In this formulation, Nutter’s adman, Neil Oxman, was so good that we essentially elected a series of commercials. This may sound harsh, but it isn’t far from the truth. At the end of the day, there’s an inherent tension between the crusading reformer persona Nutter crafted for himself, and the ordinary politician at his core.
THERE IS A truism in politics, most eloquently phrased by former New York governor Mario Cuomo: “You campaign in poetry. You govern in prose.”
Of course, he was right: The campaign trail is all about intention and ideals, about language marshaled to inspire; governing is all about politics and reality, about language marshaled to obfuscate the hash of political compromise.
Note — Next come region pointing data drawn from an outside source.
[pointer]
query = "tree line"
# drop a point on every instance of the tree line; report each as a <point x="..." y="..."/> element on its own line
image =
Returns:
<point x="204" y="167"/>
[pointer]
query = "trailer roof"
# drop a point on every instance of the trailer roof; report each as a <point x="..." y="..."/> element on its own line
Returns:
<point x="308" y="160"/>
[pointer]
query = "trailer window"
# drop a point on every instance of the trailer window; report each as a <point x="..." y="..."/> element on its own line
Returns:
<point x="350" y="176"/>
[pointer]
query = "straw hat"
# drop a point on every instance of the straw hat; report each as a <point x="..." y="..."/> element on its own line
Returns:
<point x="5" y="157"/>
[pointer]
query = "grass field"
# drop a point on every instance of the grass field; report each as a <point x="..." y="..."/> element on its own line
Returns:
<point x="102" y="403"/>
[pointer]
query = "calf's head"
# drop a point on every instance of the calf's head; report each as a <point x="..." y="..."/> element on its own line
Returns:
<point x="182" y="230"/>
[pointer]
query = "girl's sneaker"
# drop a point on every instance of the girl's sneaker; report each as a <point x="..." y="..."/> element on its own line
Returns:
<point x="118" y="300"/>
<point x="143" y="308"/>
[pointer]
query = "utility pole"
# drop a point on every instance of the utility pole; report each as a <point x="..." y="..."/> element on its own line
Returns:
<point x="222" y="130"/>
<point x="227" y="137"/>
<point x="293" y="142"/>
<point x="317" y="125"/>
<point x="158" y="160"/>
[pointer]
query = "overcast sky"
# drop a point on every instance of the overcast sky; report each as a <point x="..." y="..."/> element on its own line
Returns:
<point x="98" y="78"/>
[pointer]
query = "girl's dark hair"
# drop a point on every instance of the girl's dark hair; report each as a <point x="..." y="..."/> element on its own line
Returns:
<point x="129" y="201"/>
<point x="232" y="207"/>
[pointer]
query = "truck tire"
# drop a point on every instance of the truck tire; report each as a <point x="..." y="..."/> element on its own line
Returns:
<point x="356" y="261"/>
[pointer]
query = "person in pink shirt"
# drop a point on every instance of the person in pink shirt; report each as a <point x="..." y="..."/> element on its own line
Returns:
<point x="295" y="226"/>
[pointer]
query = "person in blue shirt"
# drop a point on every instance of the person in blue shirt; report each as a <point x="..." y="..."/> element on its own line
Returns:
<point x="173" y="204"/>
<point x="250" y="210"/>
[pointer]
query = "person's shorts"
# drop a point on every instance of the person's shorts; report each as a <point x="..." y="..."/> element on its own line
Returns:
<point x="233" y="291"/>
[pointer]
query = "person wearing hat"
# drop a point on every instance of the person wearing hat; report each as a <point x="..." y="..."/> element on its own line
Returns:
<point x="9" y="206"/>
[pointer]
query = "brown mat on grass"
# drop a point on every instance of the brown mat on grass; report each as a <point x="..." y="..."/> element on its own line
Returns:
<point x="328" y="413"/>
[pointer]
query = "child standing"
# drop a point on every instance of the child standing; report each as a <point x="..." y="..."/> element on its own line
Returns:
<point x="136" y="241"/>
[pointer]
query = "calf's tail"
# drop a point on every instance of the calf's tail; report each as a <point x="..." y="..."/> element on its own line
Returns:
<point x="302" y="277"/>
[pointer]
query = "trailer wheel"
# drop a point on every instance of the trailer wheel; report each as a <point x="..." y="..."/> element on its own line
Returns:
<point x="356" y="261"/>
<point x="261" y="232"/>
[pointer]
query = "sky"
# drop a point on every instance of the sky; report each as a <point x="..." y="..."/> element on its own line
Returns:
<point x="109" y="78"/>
Because Nutter campaigned poetically, as a reformer, what we expected from him was clear: We, the people of Philadelphia, expected Michael Nutter to keep his campaign promises, to marginalize the self-serving old faces of Philadelphia’s entrenched Democratic Party, and to generally walk the talk that got him elected; we expected Nutter to give us good reasons if he ever found it necessary to backtrack on a stated principle. It would not be inappropriate to add that we expected him to remain a poet.
We’ve been disappointed. And the first sign of trouble came before he even took office. In early December 2007, after winning the general election, Nutter penned an Inquirer op-ed anointing Congressman Bob Brady a big part of his “New day, new way” agenda. This mash note suggested Nutter had slept through his own campaign commercials: He had beaten the Democratic party boss in the mayoral primary largely because the words “Bob Brady, Mayor” prompted visions of hulking union guys draped all over City Hall, pounding grapes, grog and cheesesteaks in a fart-tastic bacchanal of municipal excess. Now they were partners? Nutter further revealed preservationist political instincts when he failed to speak out against the (ultimately failed) State Senate candidacy of electricians union boss John Dougherty, another representative of this city’s entrenched machine culture. In retrospect, both episodes seem hugely symbolic of the disconnect between the poetic candidate and the prosaic politician now serving as mayor.
Nutter boasts an achiever’s life story, marked not by setbacks and comebacks so much as a consistent forward push. He grew up at 55th and Larchwood, in West Philadelphia, where he lived with his parents and grandmother. Education was held in high regard. And Nutter was an excellent, committed student. He graduated from St. Joe’s Prep, which is known for turning out the princes who inherit Philadelphia. He attended the University of Pennsylvania and graduated from the Wharton business school. For a time, he aspired to become a doctor.